Under the subsequent civilian-military transitional government (2019–2021), efforts were made to draft new security legislation to place the GIS under civilian oversight and curtail its arrest powers. In practice, however, the GIS (headed by generals such as Abu Bakr Dambalab, and later Lt. Gen. Jamal Abdelmajeed and Lt. Gen. Ahmed Mufaddal) remained dominated by the military establishment. The agency continued to conduct internal intelligence and counter-intelligence, though with somewhat lower profile during the transition. It still monitored political activities and maintained surveillance on potential saboteurs, while pledging to respect the law more than its predecessor. Notably, inter-service dynamics persisted: the RSF, now an officially recognised force, developed its own intelligence wing and often acted independently, while the army's Military Intelligence Department regained a central role in shaping security policy following al-Bashir's fall.

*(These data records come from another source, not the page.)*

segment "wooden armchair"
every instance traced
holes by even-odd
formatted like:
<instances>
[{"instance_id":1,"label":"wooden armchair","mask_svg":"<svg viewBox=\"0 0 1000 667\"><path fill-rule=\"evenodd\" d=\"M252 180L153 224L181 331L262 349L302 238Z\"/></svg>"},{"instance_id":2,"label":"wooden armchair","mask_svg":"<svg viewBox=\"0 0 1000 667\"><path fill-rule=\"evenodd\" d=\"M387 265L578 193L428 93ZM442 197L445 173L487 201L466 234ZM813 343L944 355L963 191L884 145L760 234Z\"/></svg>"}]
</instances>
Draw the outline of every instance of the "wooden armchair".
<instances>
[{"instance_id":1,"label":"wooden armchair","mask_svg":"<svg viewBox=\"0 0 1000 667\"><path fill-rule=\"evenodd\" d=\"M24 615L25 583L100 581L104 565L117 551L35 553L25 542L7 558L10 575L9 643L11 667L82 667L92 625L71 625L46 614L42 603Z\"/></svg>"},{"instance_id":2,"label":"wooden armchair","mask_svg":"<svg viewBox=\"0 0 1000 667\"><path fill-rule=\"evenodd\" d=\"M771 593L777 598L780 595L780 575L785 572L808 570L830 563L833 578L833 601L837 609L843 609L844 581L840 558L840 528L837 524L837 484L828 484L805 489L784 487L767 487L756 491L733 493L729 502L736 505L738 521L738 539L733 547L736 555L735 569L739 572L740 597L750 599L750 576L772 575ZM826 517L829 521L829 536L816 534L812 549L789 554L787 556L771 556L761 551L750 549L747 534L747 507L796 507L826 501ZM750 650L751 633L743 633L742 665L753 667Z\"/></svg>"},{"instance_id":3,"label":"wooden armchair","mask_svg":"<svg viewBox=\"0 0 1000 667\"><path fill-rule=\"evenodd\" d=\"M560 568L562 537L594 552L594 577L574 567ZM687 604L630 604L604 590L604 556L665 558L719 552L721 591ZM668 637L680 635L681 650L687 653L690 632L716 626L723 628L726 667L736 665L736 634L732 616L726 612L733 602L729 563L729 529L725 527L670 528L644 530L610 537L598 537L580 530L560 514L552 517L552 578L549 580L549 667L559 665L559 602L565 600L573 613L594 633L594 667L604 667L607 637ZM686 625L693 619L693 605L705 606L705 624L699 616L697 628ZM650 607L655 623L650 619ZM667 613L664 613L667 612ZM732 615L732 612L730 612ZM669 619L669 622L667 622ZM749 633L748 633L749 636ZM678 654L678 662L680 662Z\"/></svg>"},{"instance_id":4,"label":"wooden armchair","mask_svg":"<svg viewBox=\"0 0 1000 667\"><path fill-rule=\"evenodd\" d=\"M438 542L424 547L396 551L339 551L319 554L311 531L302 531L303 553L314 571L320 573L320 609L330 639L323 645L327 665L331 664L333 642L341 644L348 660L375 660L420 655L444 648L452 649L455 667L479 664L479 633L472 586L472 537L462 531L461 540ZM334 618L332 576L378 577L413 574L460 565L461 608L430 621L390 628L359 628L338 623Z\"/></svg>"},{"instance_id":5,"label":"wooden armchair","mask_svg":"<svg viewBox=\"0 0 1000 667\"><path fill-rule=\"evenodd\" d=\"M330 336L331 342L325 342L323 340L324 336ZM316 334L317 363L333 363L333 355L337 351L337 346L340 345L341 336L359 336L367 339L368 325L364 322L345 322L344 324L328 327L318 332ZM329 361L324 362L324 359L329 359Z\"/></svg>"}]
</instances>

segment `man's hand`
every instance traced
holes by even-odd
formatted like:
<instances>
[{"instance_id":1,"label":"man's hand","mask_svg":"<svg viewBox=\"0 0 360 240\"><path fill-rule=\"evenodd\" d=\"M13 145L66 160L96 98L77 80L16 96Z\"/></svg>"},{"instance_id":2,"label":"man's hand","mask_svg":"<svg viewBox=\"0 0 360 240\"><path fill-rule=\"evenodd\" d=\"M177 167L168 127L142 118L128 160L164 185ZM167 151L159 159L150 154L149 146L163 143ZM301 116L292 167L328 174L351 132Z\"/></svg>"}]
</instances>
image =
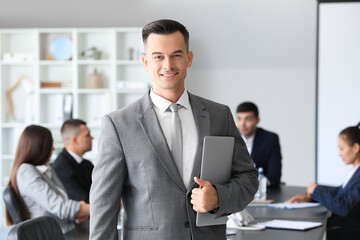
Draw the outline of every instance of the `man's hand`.
<instances>
[{"instance_id":1,"label":"man's hand","mask_svg":"<svg viewBox=\"0 0 360 240\"><path fill-rule=\"evenodd\" d=\"M76 223L82 223L89 219L90 204L80 201L80 210L76 217Z\"/></svg>"},{"instance_id":2,"label":"man's hand","mask_svg":"<svg viewBox=\"0 0 360 240\"><path fill-rule=\"evenodd\" d=\"M310 202L310 195L295 195L292 198L288 199L286 203L302 203L302 202Z\"/></svg>"},{"instance_id":3,"label":"man's hand","mask_svg":"<svg viewBox=\"0 0 360 240\"><path fill-rule=\"evenodd\" d=\"M191 204L196 212L209 212L219 207L219 196L214 186L203 179L194 177L200 188L191 191Z\"/></svg>"}]
</instances>

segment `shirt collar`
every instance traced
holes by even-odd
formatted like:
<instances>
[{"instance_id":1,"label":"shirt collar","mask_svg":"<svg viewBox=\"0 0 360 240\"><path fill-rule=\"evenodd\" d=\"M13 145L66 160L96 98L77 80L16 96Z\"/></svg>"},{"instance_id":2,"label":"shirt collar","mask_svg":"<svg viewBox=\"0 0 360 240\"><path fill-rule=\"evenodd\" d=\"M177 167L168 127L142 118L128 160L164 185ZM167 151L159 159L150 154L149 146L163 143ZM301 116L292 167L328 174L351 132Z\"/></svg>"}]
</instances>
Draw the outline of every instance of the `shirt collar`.
<instances>
[{"instance_id":1,"label":"shirt collar","mask_svg":"<svg viewBox=\"0 0 360 240\"><path fill-rule=\"evenodd\" d=\"M39 170L39 172L44 173L49 169L49 165L44 164L44 165L37 165L35 166L37 168L37 170Z\"/></svg>"},{"instance_id":2,"label":"shirt collar","mask_svg":"<svg viewBox=\"0 0 360 240\"><path fill-rule=\"evenodd\" d=\"M48 178L51 178L51 170L48 164L38 165L35 167L37 170L39 170L41 174L45 174L46 176L48 176Z\"/></svg>"},{"instance_id":3,"label":"shirt collar","mask_svg":"<svg viewBox=\"0 0 360 240\"><path fill-rule=\"evenodd\" d=\"M345 188L346 185L348 184L348 182L350 181L350 179L354 176L356 170L360 167L360 164L357 165L356 167L354 167L353 169L351 169L351 171L349 172L345 182L342 184L342 188Z\"/></svg>"},{"instance_id":4,"label":"shirt collar","mask_svg":"<svg viewBox=\"0 0 360 240\"><path fill-rule=\"evenodd\" d=\"M153 88L151 88L150 91L150 98L155 107L157 107L161 112L166 112L166 110L172 104L172 102L170 102L169 100L157 95L154 92ZM185 109L191 109L189 94L186 89L184 90L183 94L181 94L179 100L176 103L180 104Z\"/></svg>"},{"instance_id":5,"label":"shirt collar","mask_svg":"<svg viewBox=\"0 0 360 240\"><path fill-rule=\"evenodd\" d=\"M65 148L66 149L66 148ZM75 159L75 161L80 164L83 161L83 158L77 155L76 153L66 149L66 151Z\"/></svg>"},{"instance_id":6,"label":"shirt collar","mask_svg":"<svg viewBox=\"0 0 360 240\"><path fill-rule=\"evenodd\" d=\"M255 132L255 134L256 134L256 132ZM254 142L254 138L255 138L255 134L252 135L252 136L249 137L249 138L246 138L244 135L241 134L241 137L243 138L244 142L246 142L246 143L253 143L253 142Z\"/></svg>"}]
</instances>

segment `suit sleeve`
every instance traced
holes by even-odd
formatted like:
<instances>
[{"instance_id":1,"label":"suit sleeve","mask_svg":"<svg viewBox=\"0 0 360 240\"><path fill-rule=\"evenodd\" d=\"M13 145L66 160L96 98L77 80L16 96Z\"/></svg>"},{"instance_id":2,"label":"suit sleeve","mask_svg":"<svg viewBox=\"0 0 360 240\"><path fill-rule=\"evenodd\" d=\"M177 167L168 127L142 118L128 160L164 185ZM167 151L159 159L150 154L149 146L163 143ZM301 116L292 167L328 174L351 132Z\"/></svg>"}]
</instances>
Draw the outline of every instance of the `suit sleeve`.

=== 2021 coup and civil war ===
On 25 October 2021, Sudan's military, led by Gen. Abdel Fattah al-Burhan and RSF chief Hemedti, staged a coup that ended the civilian-led transition. This put the intelligence apparatus fully back under military control. The GIS under al-Burhan's rule has reportedly resumed some of the practices of NISS, including detention of leaders of the resistance committees and other protest leaders, and surveillance of activists.

The RSF, initially a partner to the military during the coup, later became a rival. On 15 April 2023, fighting erupted between the RSF and the Sudanese Armed Forces (SAF). This schism within Sudan's security organs is rooted partly in al-Bashir-era fragmentation.

== Military Intelligence Directorate ==
As outlined above, the military intelligence has been part and separate from the civilian branch of the intelligence, sometimes named by news outlets interchangeably. Since 1992, the military intelligence operates under the Military Intelligence Directorate (هيئة الاستخبارات العسكرية, MID), overseen by the military. The MID has been accused of committing human right abuses during the civil war (2023–present).

The current director is Lit. Gen. Mohamed Ali Ahmed Sabir, who was sanctioned by the EU on 16 December 2024 for "harassment, arbitrary arrests and detention of members of civil society, as well as acts of sexual and gender-based violence and torture".